Abstract Due to the high cost of fuel, mitigation methods to reduce the engine weight while improving efficiency are necessary. One method for reducing engine weight includes a reduction in airfoil count. However, this approach can have the potential for added risk due to increased losses at off-design conditions. For the low-pressure turbine, the low Reynolds number off-design conditions become particularly of concern for increased loss generation. This current paper focuses on the validation of transition predictions for two low-pressure turbine airfoils using linear turbine cascade data.

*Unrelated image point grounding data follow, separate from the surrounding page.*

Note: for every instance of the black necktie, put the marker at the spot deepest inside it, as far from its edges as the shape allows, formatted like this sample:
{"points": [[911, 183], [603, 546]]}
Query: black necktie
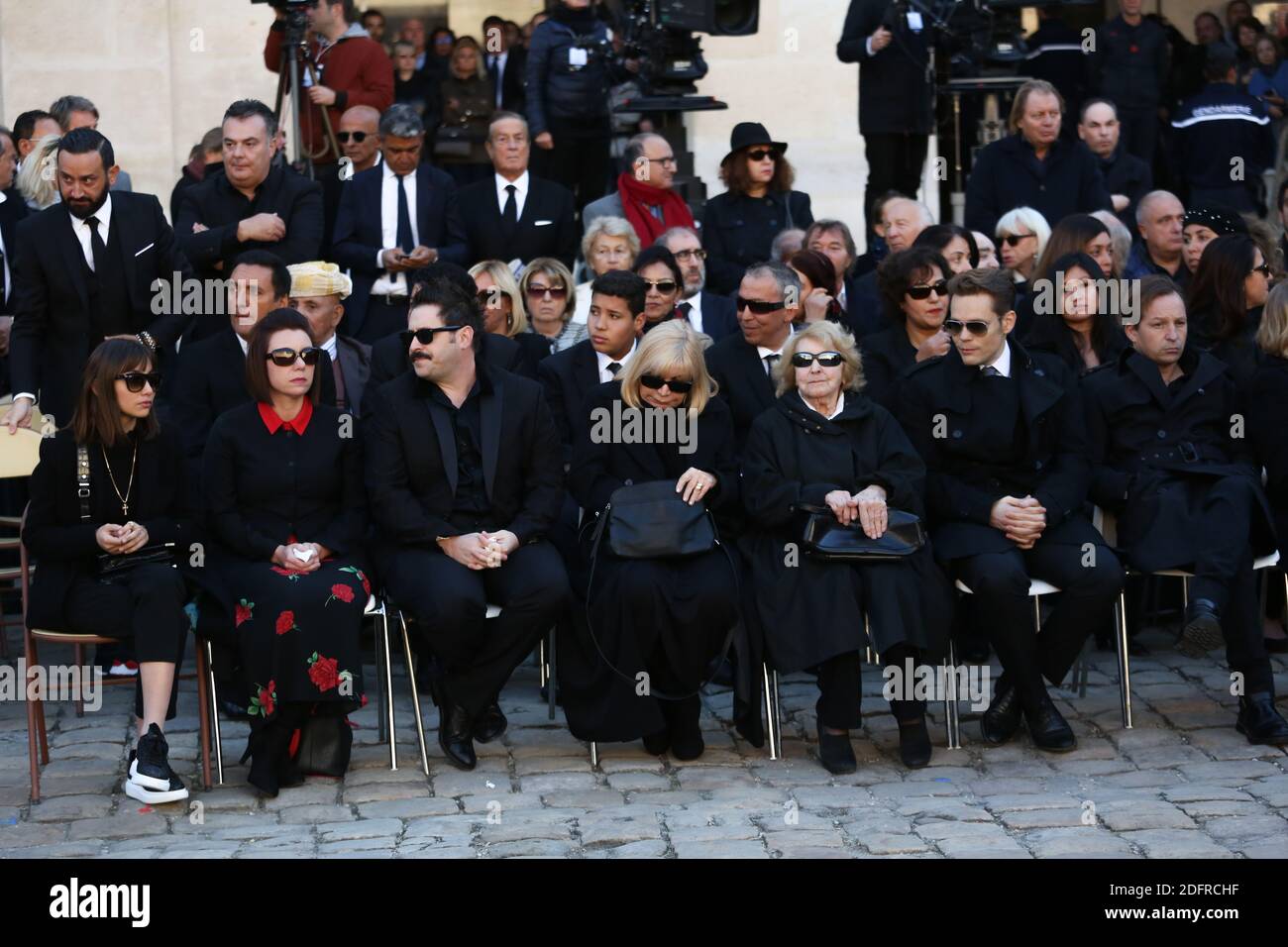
{"points": [[97, 245], [404, 239]]}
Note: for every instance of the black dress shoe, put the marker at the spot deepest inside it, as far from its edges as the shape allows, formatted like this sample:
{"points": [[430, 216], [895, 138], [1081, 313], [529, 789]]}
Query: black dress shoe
{"points": [[1202, 629], [1003, 718], [1260, 720], [1048, 729], [455, 736], [489, 724]]}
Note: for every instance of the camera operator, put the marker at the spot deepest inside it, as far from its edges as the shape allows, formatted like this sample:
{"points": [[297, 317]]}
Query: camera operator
{"points": [[892, 44], [353, 69]]}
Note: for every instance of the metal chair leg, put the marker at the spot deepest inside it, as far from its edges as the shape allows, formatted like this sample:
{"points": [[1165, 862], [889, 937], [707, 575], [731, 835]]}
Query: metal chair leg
{"points": [[415, 696]]}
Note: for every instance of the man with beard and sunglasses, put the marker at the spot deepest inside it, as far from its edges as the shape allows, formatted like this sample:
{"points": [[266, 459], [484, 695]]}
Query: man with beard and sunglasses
{"points": [[82, 272], [465, 478], [1005, 442]]}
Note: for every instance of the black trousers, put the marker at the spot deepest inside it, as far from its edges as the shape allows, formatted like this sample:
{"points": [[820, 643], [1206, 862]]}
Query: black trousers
{"points": [[145, 605], [450, 600], [894, 163], [1001, 585]]}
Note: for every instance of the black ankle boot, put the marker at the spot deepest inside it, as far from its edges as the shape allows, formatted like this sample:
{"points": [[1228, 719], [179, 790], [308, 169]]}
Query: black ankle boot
{"points": [[1260, 720]]}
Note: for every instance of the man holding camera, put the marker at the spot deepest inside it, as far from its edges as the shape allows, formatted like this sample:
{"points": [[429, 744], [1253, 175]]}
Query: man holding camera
{"points": [[352, 68]]}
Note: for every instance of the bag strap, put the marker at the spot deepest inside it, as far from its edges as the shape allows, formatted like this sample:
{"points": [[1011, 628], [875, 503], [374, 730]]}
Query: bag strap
{"points": [[596, 540], [82, 479]]}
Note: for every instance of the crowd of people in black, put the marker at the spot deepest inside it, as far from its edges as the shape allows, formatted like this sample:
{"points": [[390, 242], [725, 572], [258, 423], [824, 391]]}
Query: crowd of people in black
{"points": [[400, 384]]}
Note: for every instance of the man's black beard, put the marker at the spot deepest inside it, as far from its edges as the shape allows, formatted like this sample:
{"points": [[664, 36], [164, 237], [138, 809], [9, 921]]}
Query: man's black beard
{"points": [[82, 215]]}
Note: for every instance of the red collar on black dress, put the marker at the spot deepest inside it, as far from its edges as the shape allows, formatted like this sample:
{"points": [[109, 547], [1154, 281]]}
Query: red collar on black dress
{"points": [[297, 424]]}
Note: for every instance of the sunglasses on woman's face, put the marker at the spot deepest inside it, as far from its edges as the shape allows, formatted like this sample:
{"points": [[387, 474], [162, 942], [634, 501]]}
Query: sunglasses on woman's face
{"points": [[939, 289], [134, 380], [656, 382], [975, 326], [828, 360], [284, 359]]}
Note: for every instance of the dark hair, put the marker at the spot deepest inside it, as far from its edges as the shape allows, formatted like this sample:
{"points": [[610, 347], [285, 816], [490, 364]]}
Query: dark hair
{"points": [[658, 254], [901, 270], [257, 355], [25, 127], [1216, 295], [623, 285], [939, 236], [270, 262], [997, 283], [737, 178], [246, 108], [84, 141], [97, 418]]}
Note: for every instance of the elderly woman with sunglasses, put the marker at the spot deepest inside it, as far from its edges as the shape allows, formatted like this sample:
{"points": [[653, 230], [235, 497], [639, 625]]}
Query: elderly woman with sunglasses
{"points": [[287, 512], [824, 444], [548, 291], [661, 616]]}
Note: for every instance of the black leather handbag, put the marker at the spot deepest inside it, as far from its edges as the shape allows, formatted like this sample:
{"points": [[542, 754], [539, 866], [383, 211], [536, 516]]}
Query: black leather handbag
{"points": [[823, 538]]}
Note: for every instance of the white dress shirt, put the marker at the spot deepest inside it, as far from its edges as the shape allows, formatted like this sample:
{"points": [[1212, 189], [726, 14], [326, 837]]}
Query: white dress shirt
{"points": [[520, 193], [604, 361], [394, 283]]}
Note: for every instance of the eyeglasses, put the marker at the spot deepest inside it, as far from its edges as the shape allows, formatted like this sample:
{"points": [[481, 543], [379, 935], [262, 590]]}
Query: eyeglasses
{"points": [[553, 291], [425, 337], [939, 289], [828, 360], [658, 382], [975, 326], [760, 307], [284, 359], [134, 380]]}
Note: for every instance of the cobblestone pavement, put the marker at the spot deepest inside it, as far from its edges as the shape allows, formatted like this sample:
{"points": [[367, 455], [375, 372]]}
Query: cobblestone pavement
{"points": [[1181, 784]]}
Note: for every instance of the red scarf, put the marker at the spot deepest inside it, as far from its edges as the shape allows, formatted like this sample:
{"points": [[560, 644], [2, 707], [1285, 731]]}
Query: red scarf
{"points": [[636, 200]]}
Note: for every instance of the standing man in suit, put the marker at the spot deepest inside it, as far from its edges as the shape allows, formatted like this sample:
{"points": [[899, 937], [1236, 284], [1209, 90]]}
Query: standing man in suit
{"points": [[514, 215], [742, 364], [706, 312], [393, 219], [316, 290], [1005, 442], [253, 205], [82, 273], [465, 476]]}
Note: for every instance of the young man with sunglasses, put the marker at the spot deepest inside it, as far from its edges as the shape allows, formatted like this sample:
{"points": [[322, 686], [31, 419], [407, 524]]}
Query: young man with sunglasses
{"points": [[464, 474], [1168, 458], [1004, 438]]}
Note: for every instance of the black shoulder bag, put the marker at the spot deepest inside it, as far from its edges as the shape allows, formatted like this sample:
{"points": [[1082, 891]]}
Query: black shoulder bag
{"points": [[651, 521]]}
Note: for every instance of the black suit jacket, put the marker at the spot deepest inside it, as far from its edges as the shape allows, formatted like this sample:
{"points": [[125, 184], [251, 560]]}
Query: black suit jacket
{"points": [[53, 331], [743, 384], [545, 227], [360, 236], [411, 464]]}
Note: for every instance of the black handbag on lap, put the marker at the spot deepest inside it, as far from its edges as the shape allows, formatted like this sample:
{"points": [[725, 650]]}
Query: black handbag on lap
{"points": [[823, 538]]}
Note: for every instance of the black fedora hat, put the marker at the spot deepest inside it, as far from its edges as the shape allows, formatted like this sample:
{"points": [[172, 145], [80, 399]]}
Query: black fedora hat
{"points": [[747, 133]]}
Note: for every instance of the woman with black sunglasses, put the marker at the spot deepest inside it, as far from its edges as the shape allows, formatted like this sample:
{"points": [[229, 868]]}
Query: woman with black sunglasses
{"points": [[287, 510], [825, 444], [137, 504]]}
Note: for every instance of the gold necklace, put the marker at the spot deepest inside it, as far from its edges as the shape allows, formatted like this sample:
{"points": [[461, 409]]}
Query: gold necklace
{"points": [[125, 504]]}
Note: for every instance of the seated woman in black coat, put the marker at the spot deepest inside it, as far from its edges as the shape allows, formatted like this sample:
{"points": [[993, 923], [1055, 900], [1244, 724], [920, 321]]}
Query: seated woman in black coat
{"points": [[1072, 320], [665, 617], [137, 504], [914, 295], [738, 227], [825, 444], [286, 505]]}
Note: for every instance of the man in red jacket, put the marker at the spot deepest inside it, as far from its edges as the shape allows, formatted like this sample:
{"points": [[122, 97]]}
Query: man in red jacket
{"points": [[353, 69]]}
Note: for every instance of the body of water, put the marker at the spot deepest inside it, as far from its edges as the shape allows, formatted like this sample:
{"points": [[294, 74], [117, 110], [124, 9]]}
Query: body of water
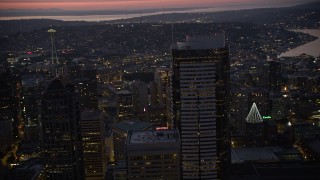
{"points": [[109, 17], [311, 48]]}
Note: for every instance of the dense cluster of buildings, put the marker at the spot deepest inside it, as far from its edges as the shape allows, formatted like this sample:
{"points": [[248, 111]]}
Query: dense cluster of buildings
{"points": [[200, 116]]}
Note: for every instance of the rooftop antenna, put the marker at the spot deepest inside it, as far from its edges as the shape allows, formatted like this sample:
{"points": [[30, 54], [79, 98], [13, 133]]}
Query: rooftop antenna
{"points": [[54, 54]]}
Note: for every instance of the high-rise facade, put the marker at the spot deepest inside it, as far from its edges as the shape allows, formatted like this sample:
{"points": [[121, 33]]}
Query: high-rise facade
{"points": [[60, 116], [200, 105], [93, 140]]}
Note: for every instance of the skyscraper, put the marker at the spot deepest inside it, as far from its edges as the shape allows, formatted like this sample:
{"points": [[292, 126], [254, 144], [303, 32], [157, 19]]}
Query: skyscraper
{"points": [[200, 97], [60, 116], [94, 149]]}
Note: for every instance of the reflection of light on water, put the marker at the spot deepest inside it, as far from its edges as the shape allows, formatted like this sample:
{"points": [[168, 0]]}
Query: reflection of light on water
{"points": [[310, 48]]}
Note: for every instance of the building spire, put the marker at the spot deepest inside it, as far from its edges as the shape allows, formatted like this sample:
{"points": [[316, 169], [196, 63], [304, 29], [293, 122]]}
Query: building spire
{"points": [[254, 116]]}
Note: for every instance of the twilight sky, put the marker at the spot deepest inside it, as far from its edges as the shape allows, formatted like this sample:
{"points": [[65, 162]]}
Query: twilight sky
{"points": [[132, 4]]}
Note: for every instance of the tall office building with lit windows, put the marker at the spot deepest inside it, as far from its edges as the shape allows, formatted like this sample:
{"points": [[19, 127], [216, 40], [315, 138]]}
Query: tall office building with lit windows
{"points": [[60, 116], [200, 105]]}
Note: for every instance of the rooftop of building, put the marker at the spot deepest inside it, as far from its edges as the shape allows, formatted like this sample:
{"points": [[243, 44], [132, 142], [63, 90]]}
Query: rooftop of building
{"points": [[124, 92], [214, 41], [254, 154], [91, 114], [154, 136], [127, 126]]}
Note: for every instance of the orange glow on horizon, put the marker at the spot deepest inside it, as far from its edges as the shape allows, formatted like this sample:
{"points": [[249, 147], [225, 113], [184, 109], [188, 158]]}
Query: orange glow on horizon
{"points": [[98, 5]]}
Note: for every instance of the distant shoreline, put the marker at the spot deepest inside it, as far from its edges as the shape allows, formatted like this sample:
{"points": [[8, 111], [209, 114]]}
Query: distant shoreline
{"points": [[311, 48], [100, 15]]}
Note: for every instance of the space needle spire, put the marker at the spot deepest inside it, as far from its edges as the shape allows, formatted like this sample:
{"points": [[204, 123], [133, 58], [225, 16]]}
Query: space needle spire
{"points": [[54, 55]]}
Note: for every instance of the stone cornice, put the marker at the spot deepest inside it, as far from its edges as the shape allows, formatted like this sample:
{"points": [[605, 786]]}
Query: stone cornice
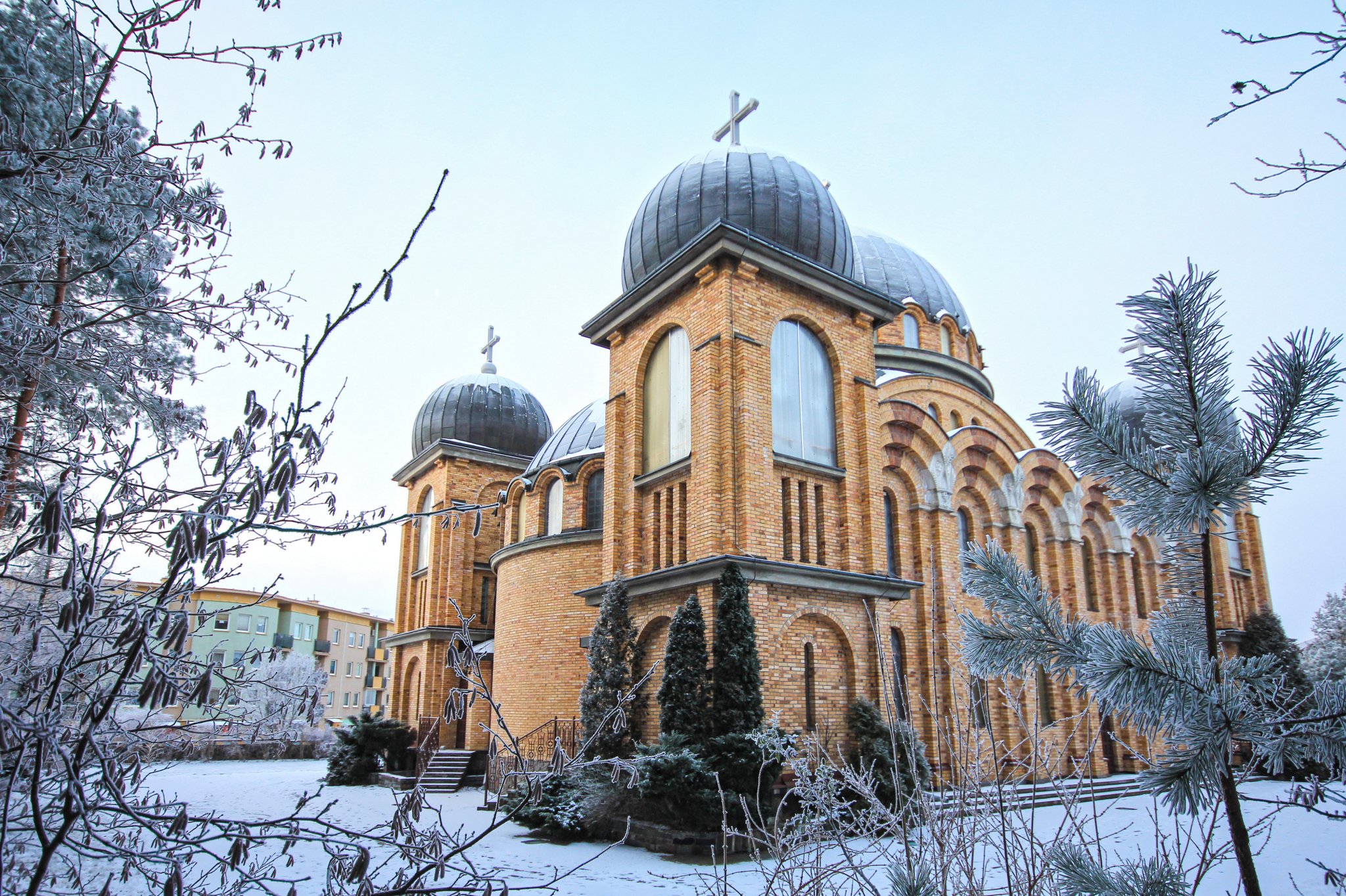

The baseline airfoil had a Zweifel loading coefficient of 1.1, and this airfoil was re-designed at a higher pitch spacing to increase the loading to 1.3. The experimental data includes pressure loadings at various Reynolds numbers ranging from 20K to 200K as well as loss measurements to quantify the Reynolds lapse rate at two levels of incoming turbulence. Additional tests for the high lift airfoil included simultaneously acquired suction surface hot film and midspan PIV data at two low Reynolds numbers and three different turbulence intensities. Comparisons between the Reynolds lapse rate of the baseline and increased lift airfoil show it is possible to increase the lift on the airfoil while only marginally increasing the loss for two turbulence conditions. Suction-side reattachment locations are indicated by three different methods: airfoil loading using Cp, suction surface hot film data, and midspan particle image velocimetry (PIV). These are in turn compared to results of flowfield simulations using a commercial solver where the Langtry-Menter Transition model was employed. Overall, the flowfield simulations for both airfoils compared favorably with experimental data for the Reynolds lapse rate as well as boundary layer separation and reattachment points on the suction surface at low Reynolds numbers.